There is lots of information out there regarding lifestyle changes. One thing we all have to remember to do though is drink plenty of water. There are some very good books written by Dr Batmanghelidj, who spent his life studying the damaging effects on the body of dehydration,including the effects on cell structure, it makes interesting reading. Anyway it just an idea to help you through!

All the best 

Djinnie

Texas_wedge's picture
Texas_wedge
Posts: 2799
Joined: Nov 2011

Galrim's advice gets the thumbs up from some clinical psychologists I know, in addition to his being able to vouch that it really worked for him.

Djinnie's added advice is very sensible too - both the action and the reason she gives for it. 

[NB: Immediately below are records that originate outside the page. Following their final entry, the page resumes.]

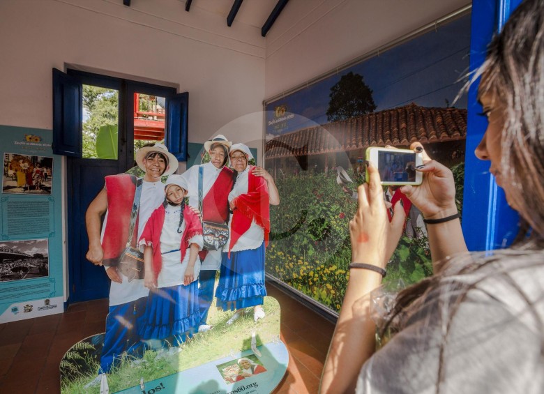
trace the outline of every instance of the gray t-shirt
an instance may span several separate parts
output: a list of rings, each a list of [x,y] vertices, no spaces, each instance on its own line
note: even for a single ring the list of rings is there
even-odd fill
[[[444,278],[363,365],[356,393],[544,393],[544,253],[492,259]]]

Djinnie, I've not heard of Dr Batmanghelidj - is there a particular title you would recommend?

Djinnie's picture
Djinnie
Posts: 945
Joined: Apr 2013

Hello Texas,

Dr Batman's main book 'Your Body's Many Cries for Water' is a good one to start with. There is also 'Water & Salt' and two others on the effects of water. I found his books interesting and felt, for me at least, his studies made a lot of sense.

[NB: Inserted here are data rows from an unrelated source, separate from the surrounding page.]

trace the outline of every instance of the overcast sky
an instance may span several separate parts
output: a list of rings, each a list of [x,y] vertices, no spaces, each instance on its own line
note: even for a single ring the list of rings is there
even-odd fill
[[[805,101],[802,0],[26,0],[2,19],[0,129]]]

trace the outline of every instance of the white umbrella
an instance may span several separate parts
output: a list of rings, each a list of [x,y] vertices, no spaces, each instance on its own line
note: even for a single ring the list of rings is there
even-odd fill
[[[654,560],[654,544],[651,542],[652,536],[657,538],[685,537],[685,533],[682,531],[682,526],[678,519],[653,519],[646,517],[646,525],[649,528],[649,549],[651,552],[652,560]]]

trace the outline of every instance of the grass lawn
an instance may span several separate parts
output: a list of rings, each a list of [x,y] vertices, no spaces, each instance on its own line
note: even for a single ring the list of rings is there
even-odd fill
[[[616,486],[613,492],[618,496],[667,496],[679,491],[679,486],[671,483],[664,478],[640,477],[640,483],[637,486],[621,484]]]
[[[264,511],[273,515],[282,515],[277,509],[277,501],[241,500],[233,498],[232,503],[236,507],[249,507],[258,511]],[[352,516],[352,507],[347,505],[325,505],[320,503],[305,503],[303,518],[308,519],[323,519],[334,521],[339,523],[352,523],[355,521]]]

 Dr Batman was from Iran and was educated at Fettes School in Scotland and later studied under Alexander Fleming. 

Djinnie

Texas_wedge's picture
Texas_wedge
Posts: 2799
Joined: Nov 2011

Thanks Djinnie. 

I've now chased down a bit more about him.  He seems to be a real maverick and despite his excellent education (I frequently drive past Fettes College when going down to Edinburgh) and studies in London with Fleming, he seems never to have published any academic research.  He seems to be regarded as a crank with a big idée fixe.  However, there's no doubting the importance of water to health and I'm sure he was right in concluding that we tend to drink less of it as we get older and to pay the attendant price.

Djinnie's picture
Djinnie
Posts: 945
Joined: Apr 2013

I suppose it comes down to 'does the message hold water'.....lol:)

 

I have the Fettes/Fettis crest on my wall here, it belonged to my Mother, the family name is Fettis.

 

Djinnie

 

 

Texas_wedge's picture
Texas_wedge
Posts: 2799
Joined: Nov 2011

I like it! 

The family crest  - Fettes / Fettis - I hope you're not making a fetish out of it!Laughing

pinkstar's picture
pinkstar
Posts: 53
Joined: Mar 2013

Hi,

It is very normal for you to be fearful but coming from experience, it is better to keep busy. I 1st found my mass in 2010 @ 2.6cm & my surgery was 4/29/13 @ 4.7cm. At the time (2010), my Dr suggested to wait on a partial nephrectomy as the mass hadn't grown in 6 months & I was to be monitored. Shortly after, I no longer had health insurance & I didn't qualify for assistance. Fast forward to 2013 when I finally got health insurance & the mass grew yet I know was having a total radical nephrectomy due to tumor size. During the wait, I kept busy in nursing school (followed a 20 yr dream) and focused on my future. I dedicate the time to exercise and I can create a different yet delicious salad every day of the week.  I have always been known as the strong, resiliant one yet I found out how right everyone really was. LOL....waiting isn't easy but sometimes we are put into these situations to teach us things. Be patient and your time to succeed will come. It will be ok and you will be ok.